In four days on the witness stand last week - most of the time under defence cross-examination - Mr Opperman has riveted South Africa with tales of training a Zulu force to fight Nelson Mandela's African National Congress (ANC); a botched hit squad attack; animal sacrifices and his own confession that he was a murderer who, under the right circumstances, would kill a five-year-old child without flinching.
Mr Opperman was the white commander of a 10-man Zulu paramilitary unit which, in the small hours of 21 January 1987, gunned down 13 people, mainly women and children, in a bungled assassination attempt. The intended target, Victor Ntuli, a local anti-apartheid activist, was not at home at the time of the raid. The unit instead hit a prayer meeting with automatic gunfire and military precision. The results of the operation are now known as the KwaMakhutha massacre.
Mr Opperman is seeking indemnity in return for his evidence against Gen Malan and the 19 others charged with murder, attempted murder or conspiracy to murder. With so much riding on the trial, it was a deal that the prosecutor, Tim McNally, was keen to make. Mr Opperman was kept in hiding abroad until his first appearance in court on Tuesday, and police said today that they are taking seriously a threat to kill him.

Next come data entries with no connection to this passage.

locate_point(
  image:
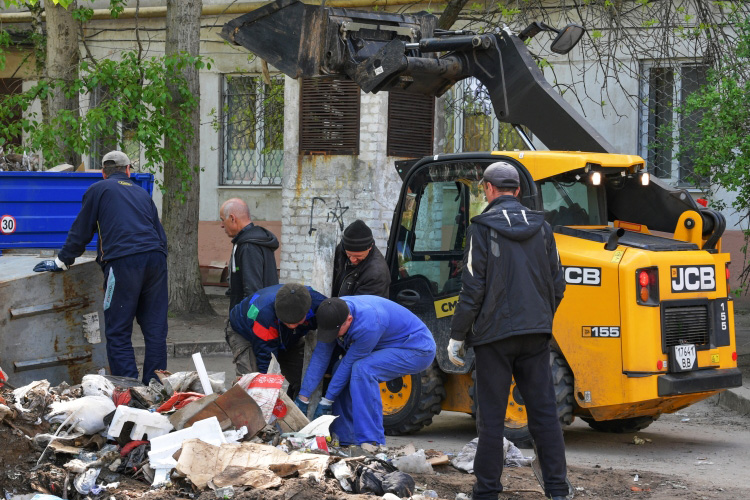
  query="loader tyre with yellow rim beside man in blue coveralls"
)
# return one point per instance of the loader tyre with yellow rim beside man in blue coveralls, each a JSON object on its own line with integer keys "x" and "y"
{"x": 410, "y": 402}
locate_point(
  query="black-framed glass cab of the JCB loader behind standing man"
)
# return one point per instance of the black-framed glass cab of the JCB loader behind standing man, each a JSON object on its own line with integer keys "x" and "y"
{"x": 425, "y": 253}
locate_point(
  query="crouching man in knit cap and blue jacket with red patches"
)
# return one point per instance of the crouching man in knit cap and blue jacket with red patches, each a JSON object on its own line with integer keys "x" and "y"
{"x": 275, "y": 320}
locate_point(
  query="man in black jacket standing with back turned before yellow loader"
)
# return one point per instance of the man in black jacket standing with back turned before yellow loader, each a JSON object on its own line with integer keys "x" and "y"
{"x": 512, "y": 283}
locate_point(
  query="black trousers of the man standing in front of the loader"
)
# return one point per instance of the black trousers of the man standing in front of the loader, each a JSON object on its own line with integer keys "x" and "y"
{"x": 525, "y": 357}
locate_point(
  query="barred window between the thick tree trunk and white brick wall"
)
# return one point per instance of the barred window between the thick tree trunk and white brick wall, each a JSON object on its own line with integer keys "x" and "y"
{"x": 253, "y": 130}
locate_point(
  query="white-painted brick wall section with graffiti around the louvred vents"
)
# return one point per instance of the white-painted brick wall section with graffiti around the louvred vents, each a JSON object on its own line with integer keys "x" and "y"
{"x": 352, "y": 187}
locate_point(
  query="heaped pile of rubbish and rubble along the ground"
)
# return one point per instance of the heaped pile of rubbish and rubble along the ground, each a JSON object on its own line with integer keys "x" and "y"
{"x": 115, "y": 437}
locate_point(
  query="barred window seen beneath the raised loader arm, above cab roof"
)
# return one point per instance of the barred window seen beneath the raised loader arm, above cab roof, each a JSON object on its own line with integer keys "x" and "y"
{"x": 468, "y": 121}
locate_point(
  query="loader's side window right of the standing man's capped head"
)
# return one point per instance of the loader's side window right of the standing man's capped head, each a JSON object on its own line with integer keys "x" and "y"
{"x": 572, "y": 203}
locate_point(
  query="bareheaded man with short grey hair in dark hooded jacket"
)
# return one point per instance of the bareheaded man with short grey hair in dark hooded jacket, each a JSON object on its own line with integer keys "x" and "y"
{"x": 252, "y": 266}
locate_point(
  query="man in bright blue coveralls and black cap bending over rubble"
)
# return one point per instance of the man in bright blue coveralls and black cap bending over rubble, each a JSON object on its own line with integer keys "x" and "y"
{"x": 382, "y": 341}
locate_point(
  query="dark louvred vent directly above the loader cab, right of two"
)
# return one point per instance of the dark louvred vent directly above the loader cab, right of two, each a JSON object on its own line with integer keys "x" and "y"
{"x": 411, "y": 124}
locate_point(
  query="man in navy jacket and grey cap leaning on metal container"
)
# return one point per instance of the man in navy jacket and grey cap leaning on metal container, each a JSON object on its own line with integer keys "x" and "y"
{"x": 133, "y": 254}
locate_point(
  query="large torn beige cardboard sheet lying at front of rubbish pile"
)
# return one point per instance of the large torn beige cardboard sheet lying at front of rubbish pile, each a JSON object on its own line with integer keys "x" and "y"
{"x": 202, "y": 462}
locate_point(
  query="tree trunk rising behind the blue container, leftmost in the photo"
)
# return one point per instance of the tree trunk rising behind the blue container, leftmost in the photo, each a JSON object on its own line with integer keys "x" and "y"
{"x": 62, "y": 66}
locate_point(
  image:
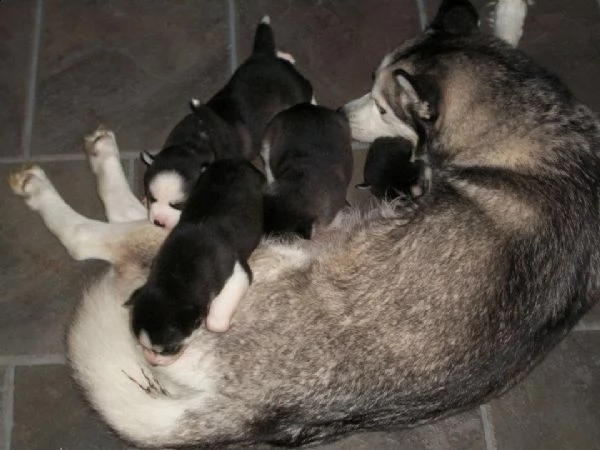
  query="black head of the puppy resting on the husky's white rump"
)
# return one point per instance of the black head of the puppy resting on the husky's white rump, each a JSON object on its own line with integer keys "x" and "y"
{"x": 161, "y": 326}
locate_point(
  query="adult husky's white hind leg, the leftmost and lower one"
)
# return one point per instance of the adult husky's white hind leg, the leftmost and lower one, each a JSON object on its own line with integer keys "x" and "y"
{"x": 82, "y": 237}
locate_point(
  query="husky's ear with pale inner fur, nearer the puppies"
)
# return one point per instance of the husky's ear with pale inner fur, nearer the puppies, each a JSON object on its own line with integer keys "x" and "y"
{"x": 422, "y": 95}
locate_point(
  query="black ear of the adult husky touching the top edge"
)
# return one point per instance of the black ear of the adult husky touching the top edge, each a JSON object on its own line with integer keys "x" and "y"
{"x": 457, "y": 17}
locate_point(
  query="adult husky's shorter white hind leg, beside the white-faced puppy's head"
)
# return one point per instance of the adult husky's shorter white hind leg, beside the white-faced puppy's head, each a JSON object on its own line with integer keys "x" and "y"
{"x": 119, "y": 202}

Gen Malan and his co-accused sat motionless in the dock while two women survivors testified how they had hid as other people in the house were killed. But the poker faces slipped when Mr Opperman arrived. He started with his 1986 recruitment into what became known as Operation Marion (short for marionette), which was an apartheid-regime plan to use a puppet force from the Zulu Inkatha movement - the main rival to the ANC - to provoke violence among blacks.
He described the path which led from the training of 206 Inkatha soldiers to the eventual massacre. He said he received his orders from all of the former white minority government's military brass sitting before him in the dock, with the exception of Gen Malan.
On Thursday, he said the massacre was a "fiasco" resulting from a bad intelligence report. Even though the attack failed to hit its intended target, it was viewed as a success in the sense that it was not linked to the military. But his men were so horrified when they learned they had killed innocents that they sacrificed a goat to remove the bad spirits.
Under cross-examination Mr Opperman admitted to being a murderer, but denied being a mass murderer.
Gen Malan and all his co- defendants have pleaded not guilty to the charges against them. The trial continues.